Physicians and other health professionals:

  1. Physicians should never perform a transplant using an organ that has been illicitly obtained. If there are reasonable concerns about the origin of an organ, the organ must not be used. If a physician or a surgeon is asked to perform a transplant with an organ that has been obtained through a financial transaction, without the valid consent of the donor or without the authorisation required in a given jurisdiction, they must refrain from performing the transplant and should explain the reasons to the potential recipient.
  2. Physicians who participate in the preoperative evaluation of potential living donors should not only assess the medical suitability of the individual, but also attempt to ensure that the person has not been subject to coercion of any kind or is participating in the procedure for financial gain or any other comparable advantage. The legitimacy of the donor-recipient relationship and the altruistic motivations for donation should be scrutinised. Physicians should be particularly vigilant of “red flags” suggestive of a transplant-related crime. Non-resident living donors may be particularly vulnerable and should be given special consideration. For linguistic, cultural and other reasons, assessing the validity of their consent to donation can be especially challenging, as can ensuring that appropriate follow-up is offered to them. A referring physician should be identified in the country of origin of the living donor – and in that of their intended recipient, where appropriate.
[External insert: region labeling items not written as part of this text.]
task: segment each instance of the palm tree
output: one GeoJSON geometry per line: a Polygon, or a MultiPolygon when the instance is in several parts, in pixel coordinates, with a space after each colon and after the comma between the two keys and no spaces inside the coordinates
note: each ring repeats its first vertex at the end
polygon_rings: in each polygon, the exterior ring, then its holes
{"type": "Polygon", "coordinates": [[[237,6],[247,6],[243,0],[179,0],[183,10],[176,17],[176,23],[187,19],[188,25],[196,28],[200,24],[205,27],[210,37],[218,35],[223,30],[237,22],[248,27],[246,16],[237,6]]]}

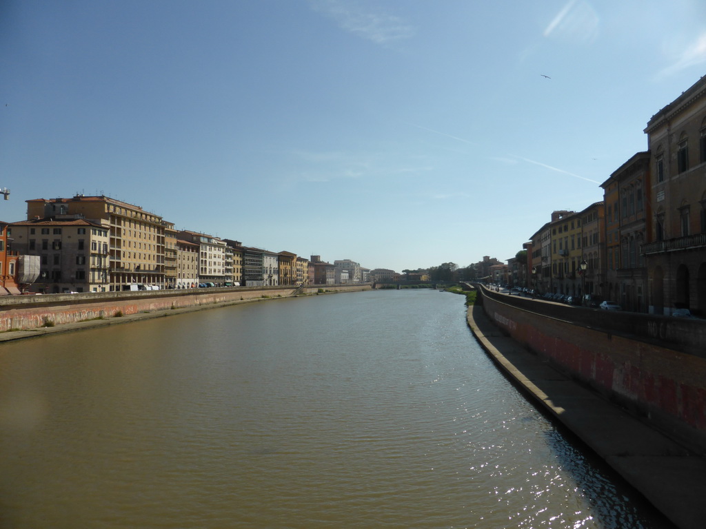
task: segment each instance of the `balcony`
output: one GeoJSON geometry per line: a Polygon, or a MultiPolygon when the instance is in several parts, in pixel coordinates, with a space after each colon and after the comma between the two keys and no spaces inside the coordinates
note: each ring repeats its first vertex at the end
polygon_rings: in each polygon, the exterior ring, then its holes
{"type": "Polygon", "coordinates": [[[642,255],[651,255],[668,252],[678,252],[683,250],[702,250],[706,248],[706,233],[688,235],[667,241],[656,241],[640,247],[642,255]]]}

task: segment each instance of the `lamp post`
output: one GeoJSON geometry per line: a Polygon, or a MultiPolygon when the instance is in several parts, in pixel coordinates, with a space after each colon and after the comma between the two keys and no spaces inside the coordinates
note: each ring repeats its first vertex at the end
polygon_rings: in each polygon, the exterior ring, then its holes
{"type": "Polygon", "coordinates": [[[586,262],[586,260],[583,260],[579,263],[579,266],[581,267],[581,305],[583,305],[583,301],[586,299],[586,269],[588,268],[588,263],[586,262]]]}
  3. Physicians should never promote or facilitate the engagement of patients in transplant-related crimes. Moreover, they should inform patients of the risks these activities pose for their own health, that of their loved ones and, more generally, for public health. Patients should also understand that these activities entail an exploitation of vulnerable individuals who may themselves suffer from severe medical and psychosocial complications. By counselling patients, professionals may dissuade them from engaging in illicit transplant activities.
  4. Physicians have a duty to care for transplant patients, even if their organ was illicitly Should a physician have ethical or moral objections about caring for a patient who has received an illicit organ, they should make the necessary arrangements to transfer the care of the patient to another physician.
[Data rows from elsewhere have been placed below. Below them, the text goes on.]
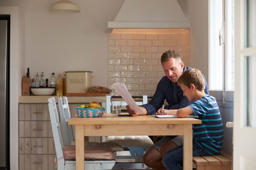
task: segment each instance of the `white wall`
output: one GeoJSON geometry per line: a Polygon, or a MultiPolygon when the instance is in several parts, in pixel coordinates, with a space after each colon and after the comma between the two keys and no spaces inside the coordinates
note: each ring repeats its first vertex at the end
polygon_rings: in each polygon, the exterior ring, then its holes
{"type": "Polygon", "coordinates": [[[124,1],[74,0],[81,12],[68,14],[49,11],[57,1],[0,2],[0,6],[18,6],[25,13],[26,70],[29,68],[31,79],[44,72],[45,80],[52,72],[63,76],[65,71],[86,70],[93,72],[92,85],[107,87],[108,34],[104,27],[114,20],[124,1]]]}
{"type": "Polygon", "coordinates": [[[25,71],[25,18],[18,7],[0,7],[0,14],[10,15],[10,169],[18,169],[18,95],[25,71]],[[17,83],[19,82],[20,83],[17,83]]]}

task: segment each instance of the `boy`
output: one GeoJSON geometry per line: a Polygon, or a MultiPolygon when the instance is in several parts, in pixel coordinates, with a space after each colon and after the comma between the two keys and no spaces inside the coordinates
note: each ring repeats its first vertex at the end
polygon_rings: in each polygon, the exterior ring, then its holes
{"type": "MultiPolygon", "coordinates": [[[[197,101],[178,110],[177,116],[184,117],[192,114],[202,120],[201,124],[194,126],[193,156],[219,154],[223,141],[222,121],[216,99],[205,93],[205,81],[201,72],[194,69],[187,70],[179,78],[177,83],[189,101],[197,101]]],[[[183,169],[178,163],[183,160],[183,147],[180,145],[165,153],[162,162],[167,169],[183,169]]]]}

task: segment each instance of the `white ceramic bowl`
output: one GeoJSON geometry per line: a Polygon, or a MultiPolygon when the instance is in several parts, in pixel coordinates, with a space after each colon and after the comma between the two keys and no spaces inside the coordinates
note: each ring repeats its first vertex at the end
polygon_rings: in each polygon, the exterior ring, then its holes
{"type": "Polygon", "coordinates": [[[55,89],[55,87],[31,87],[30,89],[35,96],[50,96],[55,89]]]}

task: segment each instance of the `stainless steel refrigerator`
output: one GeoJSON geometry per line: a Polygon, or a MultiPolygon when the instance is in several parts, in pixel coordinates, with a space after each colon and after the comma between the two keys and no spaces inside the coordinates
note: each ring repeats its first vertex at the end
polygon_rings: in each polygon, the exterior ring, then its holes
{"type": "Polygon", "coordinates": [[[0,169],[10,169],[9,29],[10,15],[0,15],[0,169]]]}

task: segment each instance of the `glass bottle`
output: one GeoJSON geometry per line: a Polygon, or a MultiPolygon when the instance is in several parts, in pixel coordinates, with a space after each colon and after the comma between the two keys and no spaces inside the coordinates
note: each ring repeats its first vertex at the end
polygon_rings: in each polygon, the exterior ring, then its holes
{"type": "Polygon", "coordinates": [[[45,80],[44,80],[44,73],[42,72],[41,75],[41,80],[40,80],[39,87],[43,87],[45,86],[45,80]]]}
{"type": "Polygon", "coordinates": [[[63,96],[63,80],[60,74],[57,78],[57,95],[63,96]]]}
{"type": "Polygon", "coordinates": [[[48,79],[45,79],[45,87],[48,87],[48,79]]]}
{"type": "MultiPolygon", "coordinates": [[[[56,77],[55,76],[55,75],[54,74],[54,73],[52,73],[51,77],[51,79],[50,80],[51,81],[50,83],[50,86],[51,87],[56,87],[56,77]]],[[[52,95],[53,96],[56,96],[56,90],[55,90],[54,91],[54,92],[53,94],[52,95]]]]}
{"type": "Polygon", "coordinates": [[[40,81],[39,81],[39,75],[38,75],[38,73],[36,75],[36,79],[35,82],[35,86],[36,87],[39,87],[39,84],[40,81]]]}

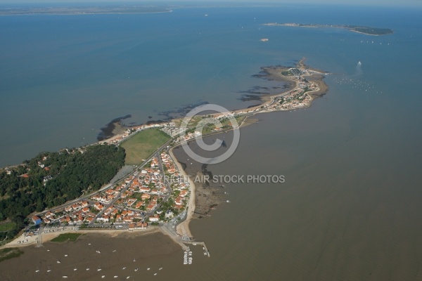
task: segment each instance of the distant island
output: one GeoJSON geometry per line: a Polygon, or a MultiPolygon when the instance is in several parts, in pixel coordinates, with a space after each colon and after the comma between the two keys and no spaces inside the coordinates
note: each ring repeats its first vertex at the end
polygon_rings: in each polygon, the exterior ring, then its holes
{"type": "Polygon", "coordinates": [[[345,28],[354,32],[362,33],[366,35],[388,35],[392,34],[394,32],[389,28],[376,28],[359,25],[312,25],[312,24],[301,24],[301,23],[277,23],[269,22],[264,23],[264,25],[271,26],[290,26],[297,27],[334,27],[334,28],[345,28]]]}
{"type": "Polygon", "coordinates": [[[0,8],[0,15],[91,15],[112,13],[168,13],[169,8],[155,6],[29,7],[0,8]]]}

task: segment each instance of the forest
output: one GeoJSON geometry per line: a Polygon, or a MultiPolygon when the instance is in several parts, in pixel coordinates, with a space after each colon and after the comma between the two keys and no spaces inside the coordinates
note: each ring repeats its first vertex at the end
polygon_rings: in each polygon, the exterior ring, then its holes
{"type": "Polygon", "coordinates": [[[14,237],[34,211],[60,205],[108,183],[124,164],[124,148],[98,144],[41,152],[20,165],[0,169],[0,221],[15,223],[0,233],[14,237]]]}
  5. Physicians should contribute to guaranteeing transparency of practices and traceability of organs. When patients who have undergone a donation or a transplantation procedure abroad seek follow-up care in their country of residence, all relevant information should be recorded in national transplant-registries and reported to health authorities, as should happen for all donation and transplantation procedures performed within the national transplant system.
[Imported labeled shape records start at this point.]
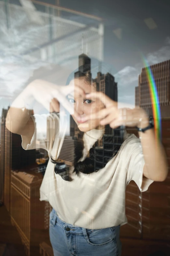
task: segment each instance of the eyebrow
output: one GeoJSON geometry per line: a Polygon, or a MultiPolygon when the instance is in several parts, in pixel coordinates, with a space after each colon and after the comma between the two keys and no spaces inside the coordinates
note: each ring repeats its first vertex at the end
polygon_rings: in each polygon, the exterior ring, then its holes
{"type": "MultiPolygon", "coordinates": [[[[89,94],[90,93],[87,93],[85,94],[86,95],[87,94],[89,94]]],[[[79,97],[81,96],[81,94],[79,94],[79,97]]],[[[71,94],[68,94],[67,95],[67,97],[74,97],[74,96],[73,96],[71,94]]]]}

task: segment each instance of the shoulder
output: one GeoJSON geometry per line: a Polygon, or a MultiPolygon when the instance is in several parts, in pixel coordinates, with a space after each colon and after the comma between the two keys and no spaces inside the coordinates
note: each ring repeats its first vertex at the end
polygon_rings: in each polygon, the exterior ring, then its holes
{"type": "Polygon", "coordinates": [[[140,139],[133,133],[128,133],[125,131],[124,141],[120,148],[121,153],[128,157],[136,150],[142,150],[140,139]]]}

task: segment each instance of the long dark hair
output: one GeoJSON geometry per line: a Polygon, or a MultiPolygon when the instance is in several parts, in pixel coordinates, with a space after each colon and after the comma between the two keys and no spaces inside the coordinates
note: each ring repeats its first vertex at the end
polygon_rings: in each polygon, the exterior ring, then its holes
{"type": "MultiPolygon", "coordinates": [[[[75,74],[77,74],[77,77],[78,79],[83,80],[85,82],[92,86],[91,69],[91,67],[88,64],[85,65],[85,66],[84,65],[82,68],[81,67],[79,67],[77,72],[75,73],[75,71],[70,74],[67,79],[66,85],[68,85],[70,81],[74,79],[76,76],[75,74]]],[[[101,139],[102,145],[99,146],[98,141],[97,140],[90,149],[88,157],[84,161],[77,162],[81,158],[81,155],[82,156],[84,146],[82,147],[81,152],[79,151],[78,151],[78,157],[76,154],[75,159],[76,160],[75,162],[73,173],[75,173],[77,175],[80,177],[81,173],[84,174],[90,174],[93,172],[98,172],[104,168],[111,159],[116,156],[124,140],[124,127],[119,127],[116,129],[111,129],[109,125],[107,125],[105,127],[105,130],[109,131],[109,132],[107,133],[105,132],[105,134],[103,135],[101,139]]],[[[61,170],[61,168],[59,169],[58,167],[58,161],[57,160],[54,159],[51,155],[50,157],[51,162],[56,164],[55,172],[60,175],[61,170],[61,170]]],[[[65,165],[64,165],[65,169],[63,171],[68,170],[68,167],[67,169],[65,165]]],[[[68,175],[66,176],[64,179],[70,181],[72,180],[73,179],[71,177],[70,174],[68,172],[68,175]]]]}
  6. . Physicians have a responsibility to increase the deceased donor pool in order to satisfy the transplantation needs of patients. Physicians also have a duty towards possible organ donors in considering and facilitating organ donation if this is consistent with patients’ values and principles. Donation should be routinely offered as an option at the end of life, always in a respectful manner, taking into account the culture and religion of the potential donor and their surrogates. Conversations about donation opportunities should be led by experienced and trained professionals.
  7. Physicians should promote research in the field of donation and transplantation, in particular research targeted at increasing the availability of organs for transplantation, improving the outcomes of transplanted organs, and identifying alternative organ replacement strategies, as in the case of bioartificial organs.